To promote close reading of software within socio-historical contexts, CCS offers a set of reading practices to interpret specific aspects of the code. Below is an intial list of “what can be read.” (This list is hardly exclusive but meant more as a starting point for methodologies to be developed at greater length over the course of this blog and the writings related to CCS.)
The context of the software
- the coders
- years of the programming
- history of development and use
- funders
- research questions
- additional personal, testers, consultants
- programming language
- hardware
- paratexts (articles about the software)
The software itself
- procedures (how the code operates)
- the high-level structure
- Its programming
Individual lines of code can be read as:
- natural language affinities (run, execute, fire, print)
- whitespace
- clarity-obfuscation
- in-program commentary and documentation
Issues to be considered
- social implications of software
- world representations
- aesthetics
- impact on race, gender, ethnicity, sexuality, and socio-economic status
- oppositional practices: obfuscation (Mateas and Montfort), transcoding (Zach Blas)
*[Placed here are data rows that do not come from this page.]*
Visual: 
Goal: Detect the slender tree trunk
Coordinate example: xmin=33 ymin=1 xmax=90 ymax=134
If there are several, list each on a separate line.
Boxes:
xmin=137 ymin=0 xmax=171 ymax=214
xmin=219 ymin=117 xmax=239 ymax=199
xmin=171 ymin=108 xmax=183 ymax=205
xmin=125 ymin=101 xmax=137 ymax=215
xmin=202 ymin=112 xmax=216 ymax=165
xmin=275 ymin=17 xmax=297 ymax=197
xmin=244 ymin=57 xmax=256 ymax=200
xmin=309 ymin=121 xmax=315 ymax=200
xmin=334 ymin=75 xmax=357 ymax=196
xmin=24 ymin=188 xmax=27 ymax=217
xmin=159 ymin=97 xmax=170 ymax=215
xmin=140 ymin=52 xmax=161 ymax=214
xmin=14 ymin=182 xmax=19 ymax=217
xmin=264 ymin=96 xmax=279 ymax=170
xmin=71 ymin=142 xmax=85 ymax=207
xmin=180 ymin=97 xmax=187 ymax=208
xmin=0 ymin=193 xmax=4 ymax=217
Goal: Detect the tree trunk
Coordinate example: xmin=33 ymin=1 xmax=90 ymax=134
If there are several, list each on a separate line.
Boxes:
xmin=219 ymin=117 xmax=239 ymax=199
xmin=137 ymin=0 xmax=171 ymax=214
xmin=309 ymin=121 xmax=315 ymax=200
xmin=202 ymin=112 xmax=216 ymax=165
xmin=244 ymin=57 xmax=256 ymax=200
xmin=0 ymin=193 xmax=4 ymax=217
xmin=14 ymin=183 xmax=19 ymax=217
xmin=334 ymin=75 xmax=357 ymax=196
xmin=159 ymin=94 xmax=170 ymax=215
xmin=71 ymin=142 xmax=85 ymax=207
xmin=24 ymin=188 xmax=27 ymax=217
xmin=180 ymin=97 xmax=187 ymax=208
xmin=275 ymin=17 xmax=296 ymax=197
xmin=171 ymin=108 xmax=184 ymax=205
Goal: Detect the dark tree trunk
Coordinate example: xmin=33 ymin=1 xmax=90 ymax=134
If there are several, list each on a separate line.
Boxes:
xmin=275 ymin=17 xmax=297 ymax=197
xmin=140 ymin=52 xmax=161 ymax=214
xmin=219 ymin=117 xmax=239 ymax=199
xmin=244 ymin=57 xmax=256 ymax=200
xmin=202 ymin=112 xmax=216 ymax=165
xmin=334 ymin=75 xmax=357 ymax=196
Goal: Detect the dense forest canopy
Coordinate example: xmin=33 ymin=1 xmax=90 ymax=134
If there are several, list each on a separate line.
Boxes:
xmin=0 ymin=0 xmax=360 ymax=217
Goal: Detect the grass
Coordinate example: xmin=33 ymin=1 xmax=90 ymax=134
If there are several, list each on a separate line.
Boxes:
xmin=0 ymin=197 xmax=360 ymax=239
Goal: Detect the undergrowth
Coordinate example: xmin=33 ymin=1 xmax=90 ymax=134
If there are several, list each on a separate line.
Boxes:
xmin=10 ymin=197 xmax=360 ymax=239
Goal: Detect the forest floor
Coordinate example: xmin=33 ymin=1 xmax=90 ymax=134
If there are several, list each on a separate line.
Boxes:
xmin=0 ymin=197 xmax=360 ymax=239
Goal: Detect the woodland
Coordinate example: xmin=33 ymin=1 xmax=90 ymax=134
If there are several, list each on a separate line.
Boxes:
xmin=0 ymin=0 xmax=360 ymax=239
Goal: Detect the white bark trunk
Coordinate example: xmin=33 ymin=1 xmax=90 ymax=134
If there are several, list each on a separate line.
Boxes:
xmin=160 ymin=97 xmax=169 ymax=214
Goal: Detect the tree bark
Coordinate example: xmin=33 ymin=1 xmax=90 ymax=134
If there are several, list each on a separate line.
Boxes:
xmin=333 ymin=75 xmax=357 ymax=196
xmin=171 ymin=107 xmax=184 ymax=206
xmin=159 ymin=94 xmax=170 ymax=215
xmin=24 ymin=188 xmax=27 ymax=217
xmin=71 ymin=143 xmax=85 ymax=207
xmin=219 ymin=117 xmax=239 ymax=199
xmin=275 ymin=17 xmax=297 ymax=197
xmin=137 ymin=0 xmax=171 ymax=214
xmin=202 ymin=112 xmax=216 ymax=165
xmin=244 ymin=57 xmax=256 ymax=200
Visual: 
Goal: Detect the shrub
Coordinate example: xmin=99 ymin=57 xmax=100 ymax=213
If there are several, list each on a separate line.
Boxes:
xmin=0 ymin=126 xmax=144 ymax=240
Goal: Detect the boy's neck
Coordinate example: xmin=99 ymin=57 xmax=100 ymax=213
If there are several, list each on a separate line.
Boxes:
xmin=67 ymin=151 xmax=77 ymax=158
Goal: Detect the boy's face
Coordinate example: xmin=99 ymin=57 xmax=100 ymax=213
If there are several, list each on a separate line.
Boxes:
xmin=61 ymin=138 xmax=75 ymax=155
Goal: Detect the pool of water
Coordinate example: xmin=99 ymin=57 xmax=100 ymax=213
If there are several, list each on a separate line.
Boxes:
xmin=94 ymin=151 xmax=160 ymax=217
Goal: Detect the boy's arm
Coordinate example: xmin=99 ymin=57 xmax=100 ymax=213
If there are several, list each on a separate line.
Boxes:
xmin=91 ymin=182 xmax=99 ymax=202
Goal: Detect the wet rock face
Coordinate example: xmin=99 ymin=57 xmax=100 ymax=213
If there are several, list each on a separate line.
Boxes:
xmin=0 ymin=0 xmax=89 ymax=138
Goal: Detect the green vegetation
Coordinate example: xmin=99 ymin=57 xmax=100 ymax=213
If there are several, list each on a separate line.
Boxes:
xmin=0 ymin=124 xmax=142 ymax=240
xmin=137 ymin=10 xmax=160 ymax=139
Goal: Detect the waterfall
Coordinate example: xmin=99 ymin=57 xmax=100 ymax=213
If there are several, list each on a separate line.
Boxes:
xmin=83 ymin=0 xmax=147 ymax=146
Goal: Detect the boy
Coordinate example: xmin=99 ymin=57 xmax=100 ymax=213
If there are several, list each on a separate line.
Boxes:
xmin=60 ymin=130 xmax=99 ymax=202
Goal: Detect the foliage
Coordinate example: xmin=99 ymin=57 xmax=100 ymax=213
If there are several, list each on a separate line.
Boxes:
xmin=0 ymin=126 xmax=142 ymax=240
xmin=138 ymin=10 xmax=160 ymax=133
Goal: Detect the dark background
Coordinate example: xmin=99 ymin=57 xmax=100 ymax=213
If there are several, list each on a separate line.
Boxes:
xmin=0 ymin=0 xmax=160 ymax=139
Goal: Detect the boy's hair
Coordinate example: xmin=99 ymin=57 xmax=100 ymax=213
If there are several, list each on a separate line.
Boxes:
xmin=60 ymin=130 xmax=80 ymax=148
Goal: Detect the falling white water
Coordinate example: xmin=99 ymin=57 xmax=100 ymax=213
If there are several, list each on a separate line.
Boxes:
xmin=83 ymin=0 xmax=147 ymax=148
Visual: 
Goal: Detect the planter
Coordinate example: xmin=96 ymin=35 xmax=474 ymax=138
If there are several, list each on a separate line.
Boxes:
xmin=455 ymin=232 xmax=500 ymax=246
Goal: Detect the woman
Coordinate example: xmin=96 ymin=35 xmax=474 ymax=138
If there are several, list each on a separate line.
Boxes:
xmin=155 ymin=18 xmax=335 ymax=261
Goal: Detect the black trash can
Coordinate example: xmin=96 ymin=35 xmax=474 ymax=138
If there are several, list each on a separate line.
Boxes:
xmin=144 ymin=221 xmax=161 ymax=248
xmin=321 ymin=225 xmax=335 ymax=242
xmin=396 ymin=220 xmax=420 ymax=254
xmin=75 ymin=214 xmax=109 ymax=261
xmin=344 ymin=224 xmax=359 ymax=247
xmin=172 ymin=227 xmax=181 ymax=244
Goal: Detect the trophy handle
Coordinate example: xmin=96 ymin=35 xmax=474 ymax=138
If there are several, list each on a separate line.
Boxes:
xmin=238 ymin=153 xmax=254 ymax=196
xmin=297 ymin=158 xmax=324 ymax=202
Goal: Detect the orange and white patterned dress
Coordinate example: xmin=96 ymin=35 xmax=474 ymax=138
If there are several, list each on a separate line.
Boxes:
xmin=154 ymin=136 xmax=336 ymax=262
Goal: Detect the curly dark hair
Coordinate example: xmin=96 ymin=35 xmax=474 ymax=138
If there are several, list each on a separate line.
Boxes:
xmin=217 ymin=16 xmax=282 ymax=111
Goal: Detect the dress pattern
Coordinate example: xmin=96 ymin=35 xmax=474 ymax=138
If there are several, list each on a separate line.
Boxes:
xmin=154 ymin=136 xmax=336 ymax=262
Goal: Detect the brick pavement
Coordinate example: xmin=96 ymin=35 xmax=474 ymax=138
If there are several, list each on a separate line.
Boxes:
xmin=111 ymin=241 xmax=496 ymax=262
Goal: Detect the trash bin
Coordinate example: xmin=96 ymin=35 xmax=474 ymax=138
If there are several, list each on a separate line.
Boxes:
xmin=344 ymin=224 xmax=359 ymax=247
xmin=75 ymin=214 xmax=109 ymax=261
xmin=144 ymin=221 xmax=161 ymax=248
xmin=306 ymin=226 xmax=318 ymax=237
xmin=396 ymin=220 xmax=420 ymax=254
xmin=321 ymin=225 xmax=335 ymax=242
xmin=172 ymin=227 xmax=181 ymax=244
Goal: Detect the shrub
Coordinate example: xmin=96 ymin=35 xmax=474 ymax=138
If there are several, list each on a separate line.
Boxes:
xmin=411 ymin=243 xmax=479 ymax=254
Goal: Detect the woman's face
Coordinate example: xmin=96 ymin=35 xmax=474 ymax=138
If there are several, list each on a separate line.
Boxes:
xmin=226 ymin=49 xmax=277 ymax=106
- “values sensitive design” (Daniel Howe) or “critical design”
Tactics:
- Reading functionality against code (form-content)
- Comparing implementations in different languages
- Reading functionality against socio-historical context
- Reading code against output
- Reading “interpreted code” against content
- Reading instructions against data
And, of course, “against” here signifies in tandem with, intertwined with, in dialogue with.